Who Elected The Media To Regulate An Elected Government? Asks Cham Faliya Sharon
The media in Nigeria say government cannot regulate them but want to regulate the government. They claim that regulating the media is antithetical to democratic norms without telling us who then elected them (the media) to regulate elected governments. And so I ask: If unelected businesses think they can regulate elected governments, then what is wrong if elected governments regulate unelected businesses?

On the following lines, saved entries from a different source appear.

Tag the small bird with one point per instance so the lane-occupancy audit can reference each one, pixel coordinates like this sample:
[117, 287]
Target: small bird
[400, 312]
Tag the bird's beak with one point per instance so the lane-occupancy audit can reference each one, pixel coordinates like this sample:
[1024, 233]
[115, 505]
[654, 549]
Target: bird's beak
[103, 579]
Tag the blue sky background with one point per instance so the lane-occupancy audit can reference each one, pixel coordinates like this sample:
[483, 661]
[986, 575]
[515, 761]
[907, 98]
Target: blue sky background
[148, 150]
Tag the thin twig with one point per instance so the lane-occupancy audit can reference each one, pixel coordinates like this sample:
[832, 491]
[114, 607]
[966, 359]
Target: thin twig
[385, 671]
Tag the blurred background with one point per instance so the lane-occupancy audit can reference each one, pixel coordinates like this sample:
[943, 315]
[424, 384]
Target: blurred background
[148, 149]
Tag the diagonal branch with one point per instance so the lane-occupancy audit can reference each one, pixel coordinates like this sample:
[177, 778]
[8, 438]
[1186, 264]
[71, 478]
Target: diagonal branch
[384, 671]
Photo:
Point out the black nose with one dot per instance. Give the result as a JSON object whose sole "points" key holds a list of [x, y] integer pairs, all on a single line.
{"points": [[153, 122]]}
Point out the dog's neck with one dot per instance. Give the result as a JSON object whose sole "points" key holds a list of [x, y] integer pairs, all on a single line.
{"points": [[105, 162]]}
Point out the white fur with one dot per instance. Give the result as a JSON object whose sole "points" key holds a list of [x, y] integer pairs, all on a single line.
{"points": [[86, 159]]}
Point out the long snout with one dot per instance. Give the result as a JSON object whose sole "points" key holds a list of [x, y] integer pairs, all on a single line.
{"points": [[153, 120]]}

Moreover, isn’t it the responsibility of governments to regulate businesses of all kinds, and isn’t this what America “the leader and champion of democracy” is showing by blatantly regulating foreign (Iranian) media right now in the US?
The often repeated cliché by so called media practitioners or media entrepreneurs is the claim that media regulation is tantamount to stifling free speech, which, to me, is a mere clever euphemism for the unhidden desire of such entrepreneurs to exert their own brand of totalitarianism on the rest of the society without being checked or held accountable. Round up a bunch of dunderheads spreading falsehood, hate and bigotry in the name of journalism, and you’ll hear deafening noises about freedom of the press under attack as if freedom itself is absolute!
In a nutshell, if the media cannot clean or regulate itself (and they’ve shown over time that they are incapable of doing that), then the society ought to clean them. And the custodians of public trust to do this laundry is the government.